As a front line of defense against pathogenic microbes, our body employs a primitive, yet highly sophisticated and potent innate immune response pathway collectively referred to as the inflammasome. Innate immune cells, epithelial cells, and many other cell types are capable of detecting infection or tissue injury and mounting a coordinated molecular defense. For example, Gram-negative bacteria are specifically detected via a surveillance mechanism that involves activation of extracellular receptors such as Toll-like receptors (TLRs) followed by intracellular recognition and activation of pathways such as caspase-11 (caspase-4/5 in humans).

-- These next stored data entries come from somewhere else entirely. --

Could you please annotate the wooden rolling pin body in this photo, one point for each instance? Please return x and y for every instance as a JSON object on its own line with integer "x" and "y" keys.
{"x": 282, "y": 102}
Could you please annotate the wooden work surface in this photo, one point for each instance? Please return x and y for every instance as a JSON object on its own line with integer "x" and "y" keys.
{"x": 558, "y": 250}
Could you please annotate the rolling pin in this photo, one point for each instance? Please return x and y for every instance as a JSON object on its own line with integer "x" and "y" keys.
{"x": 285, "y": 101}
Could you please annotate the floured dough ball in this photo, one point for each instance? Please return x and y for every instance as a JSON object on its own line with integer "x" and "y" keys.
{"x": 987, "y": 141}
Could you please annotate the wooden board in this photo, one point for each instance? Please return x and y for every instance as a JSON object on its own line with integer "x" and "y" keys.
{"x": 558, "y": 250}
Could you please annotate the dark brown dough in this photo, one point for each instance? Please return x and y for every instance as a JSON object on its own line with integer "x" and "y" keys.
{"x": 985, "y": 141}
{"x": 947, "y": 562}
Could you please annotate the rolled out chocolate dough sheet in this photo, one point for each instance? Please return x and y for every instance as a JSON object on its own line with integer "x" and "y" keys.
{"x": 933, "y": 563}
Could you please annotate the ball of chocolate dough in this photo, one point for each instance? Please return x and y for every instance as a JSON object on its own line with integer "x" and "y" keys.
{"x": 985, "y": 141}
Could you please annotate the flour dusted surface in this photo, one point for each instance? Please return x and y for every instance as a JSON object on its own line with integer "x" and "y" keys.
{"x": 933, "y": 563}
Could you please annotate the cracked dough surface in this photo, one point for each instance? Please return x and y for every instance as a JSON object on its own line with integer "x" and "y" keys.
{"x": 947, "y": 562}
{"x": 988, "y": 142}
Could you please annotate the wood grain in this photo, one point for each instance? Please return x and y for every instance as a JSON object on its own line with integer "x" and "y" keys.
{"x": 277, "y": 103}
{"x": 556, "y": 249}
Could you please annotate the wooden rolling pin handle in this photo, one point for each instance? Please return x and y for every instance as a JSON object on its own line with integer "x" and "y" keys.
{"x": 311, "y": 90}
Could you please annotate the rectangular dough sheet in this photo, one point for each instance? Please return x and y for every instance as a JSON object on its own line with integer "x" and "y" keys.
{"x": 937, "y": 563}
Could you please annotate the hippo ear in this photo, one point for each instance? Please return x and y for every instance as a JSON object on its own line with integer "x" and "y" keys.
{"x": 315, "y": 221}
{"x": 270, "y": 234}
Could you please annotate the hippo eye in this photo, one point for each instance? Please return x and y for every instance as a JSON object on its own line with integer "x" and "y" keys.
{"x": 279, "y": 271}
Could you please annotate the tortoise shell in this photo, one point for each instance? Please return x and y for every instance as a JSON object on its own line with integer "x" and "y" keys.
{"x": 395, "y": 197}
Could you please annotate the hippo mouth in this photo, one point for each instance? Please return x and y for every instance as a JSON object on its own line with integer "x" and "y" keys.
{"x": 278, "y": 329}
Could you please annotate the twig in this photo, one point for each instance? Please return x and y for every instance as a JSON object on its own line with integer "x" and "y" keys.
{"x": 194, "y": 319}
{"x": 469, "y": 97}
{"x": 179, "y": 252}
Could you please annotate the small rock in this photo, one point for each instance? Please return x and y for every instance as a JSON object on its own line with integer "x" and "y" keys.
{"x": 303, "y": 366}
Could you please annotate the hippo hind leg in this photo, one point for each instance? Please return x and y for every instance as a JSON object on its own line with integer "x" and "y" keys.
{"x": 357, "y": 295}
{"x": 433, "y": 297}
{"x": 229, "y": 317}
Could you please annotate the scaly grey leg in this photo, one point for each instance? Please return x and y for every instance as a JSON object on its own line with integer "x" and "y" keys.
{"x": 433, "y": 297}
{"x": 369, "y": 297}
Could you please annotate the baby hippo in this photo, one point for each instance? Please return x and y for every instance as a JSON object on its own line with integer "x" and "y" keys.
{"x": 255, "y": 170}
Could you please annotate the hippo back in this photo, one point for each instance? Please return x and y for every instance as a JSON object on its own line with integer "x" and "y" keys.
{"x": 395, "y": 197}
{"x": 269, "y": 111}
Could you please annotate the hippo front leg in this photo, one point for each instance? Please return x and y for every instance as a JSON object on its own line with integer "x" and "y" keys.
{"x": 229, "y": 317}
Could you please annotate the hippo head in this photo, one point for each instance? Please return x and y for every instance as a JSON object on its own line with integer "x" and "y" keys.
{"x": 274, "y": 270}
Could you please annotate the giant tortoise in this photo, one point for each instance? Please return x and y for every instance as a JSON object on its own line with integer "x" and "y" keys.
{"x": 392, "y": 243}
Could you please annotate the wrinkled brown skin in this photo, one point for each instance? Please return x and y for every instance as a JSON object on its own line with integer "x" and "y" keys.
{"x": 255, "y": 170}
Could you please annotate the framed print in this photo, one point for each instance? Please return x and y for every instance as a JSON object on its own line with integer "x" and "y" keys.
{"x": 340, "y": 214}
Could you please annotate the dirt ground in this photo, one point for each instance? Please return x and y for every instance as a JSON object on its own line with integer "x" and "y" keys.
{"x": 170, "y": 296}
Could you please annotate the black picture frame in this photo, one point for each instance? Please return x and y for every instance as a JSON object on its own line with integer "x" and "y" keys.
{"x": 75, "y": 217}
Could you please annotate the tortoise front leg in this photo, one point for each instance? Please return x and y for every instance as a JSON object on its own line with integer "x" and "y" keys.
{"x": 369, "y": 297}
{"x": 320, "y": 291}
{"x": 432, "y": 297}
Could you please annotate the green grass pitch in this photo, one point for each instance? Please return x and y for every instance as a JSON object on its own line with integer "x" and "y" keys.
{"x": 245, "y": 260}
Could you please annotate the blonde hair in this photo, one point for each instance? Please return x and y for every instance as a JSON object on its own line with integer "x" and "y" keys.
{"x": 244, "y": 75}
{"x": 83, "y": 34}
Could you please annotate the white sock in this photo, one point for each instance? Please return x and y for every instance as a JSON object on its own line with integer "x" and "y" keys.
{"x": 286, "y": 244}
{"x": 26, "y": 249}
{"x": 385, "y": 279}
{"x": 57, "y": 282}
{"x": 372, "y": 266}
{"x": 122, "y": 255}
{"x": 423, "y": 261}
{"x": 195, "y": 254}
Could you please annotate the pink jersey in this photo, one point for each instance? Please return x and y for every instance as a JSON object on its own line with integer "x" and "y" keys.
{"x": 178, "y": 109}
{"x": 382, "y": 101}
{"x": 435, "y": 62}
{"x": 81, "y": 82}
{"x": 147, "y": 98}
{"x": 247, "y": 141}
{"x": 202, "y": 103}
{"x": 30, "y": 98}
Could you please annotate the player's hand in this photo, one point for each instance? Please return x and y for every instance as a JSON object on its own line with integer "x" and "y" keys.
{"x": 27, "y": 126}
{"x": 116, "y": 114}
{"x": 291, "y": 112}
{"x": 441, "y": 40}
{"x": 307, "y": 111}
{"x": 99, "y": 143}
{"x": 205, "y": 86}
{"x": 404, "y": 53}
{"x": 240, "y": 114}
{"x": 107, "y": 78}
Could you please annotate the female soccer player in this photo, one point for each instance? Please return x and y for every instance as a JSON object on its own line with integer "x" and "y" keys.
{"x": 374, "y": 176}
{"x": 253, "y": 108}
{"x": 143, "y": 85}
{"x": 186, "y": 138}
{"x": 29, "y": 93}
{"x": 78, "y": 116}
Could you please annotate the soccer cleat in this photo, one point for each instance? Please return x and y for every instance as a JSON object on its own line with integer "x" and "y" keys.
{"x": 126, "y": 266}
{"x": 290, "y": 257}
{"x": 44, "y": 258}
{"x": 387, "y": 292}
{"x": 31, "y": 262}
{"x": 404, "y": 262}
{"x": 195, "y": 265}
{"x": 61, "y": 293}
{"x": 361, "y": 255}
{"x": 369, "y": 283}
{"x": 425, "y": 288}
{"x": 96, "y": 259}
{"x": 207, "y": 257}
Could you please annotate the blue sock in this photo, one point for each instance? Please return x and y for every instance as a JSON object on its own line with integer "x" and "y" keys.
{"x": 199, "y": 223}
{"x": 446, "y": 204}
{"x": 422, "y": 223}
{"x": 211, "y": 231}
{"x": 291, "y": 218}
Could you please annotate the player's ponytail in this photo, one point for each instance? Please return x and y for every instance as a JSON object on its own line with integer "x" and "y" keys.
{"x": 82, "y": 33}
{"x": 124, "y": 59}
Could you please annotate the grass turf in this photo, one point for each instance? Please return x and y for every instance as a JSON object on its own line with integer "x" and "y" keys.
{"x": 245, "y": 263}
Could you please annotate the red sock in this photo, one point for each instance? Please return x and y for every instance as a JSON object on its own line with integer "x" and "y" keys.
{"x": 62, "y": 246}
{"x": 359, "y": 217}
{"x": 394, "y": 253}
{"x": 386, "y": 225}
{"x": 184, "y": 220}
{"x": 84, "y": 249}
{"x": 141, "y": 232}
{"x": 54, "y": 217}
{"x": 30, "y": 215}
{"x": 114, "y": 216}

Importantly, lipopolysaccharide (LPS), the major component of the outer membrane of Gram-negative bacteria, is a strong trigger of these pathways. Extracellular LPS primarily stimulates TLR4, which can serve as a priming signal for expression of inflammasome components. Intracellular LPS can then trigger caspase-11-dependent inflammasome activation in the cytoplasm. Here, we briefly review the burgeoning caspase-11-dependent non-canonical inflammasome field, focusing mainly on the innate sensing of LPS.
Keywords: bacterial disease; endotoxin shock; lipopolysaccharide.
© 2015 John Wiley & Sons A/S. Published by John Wiley & Sons Ltd.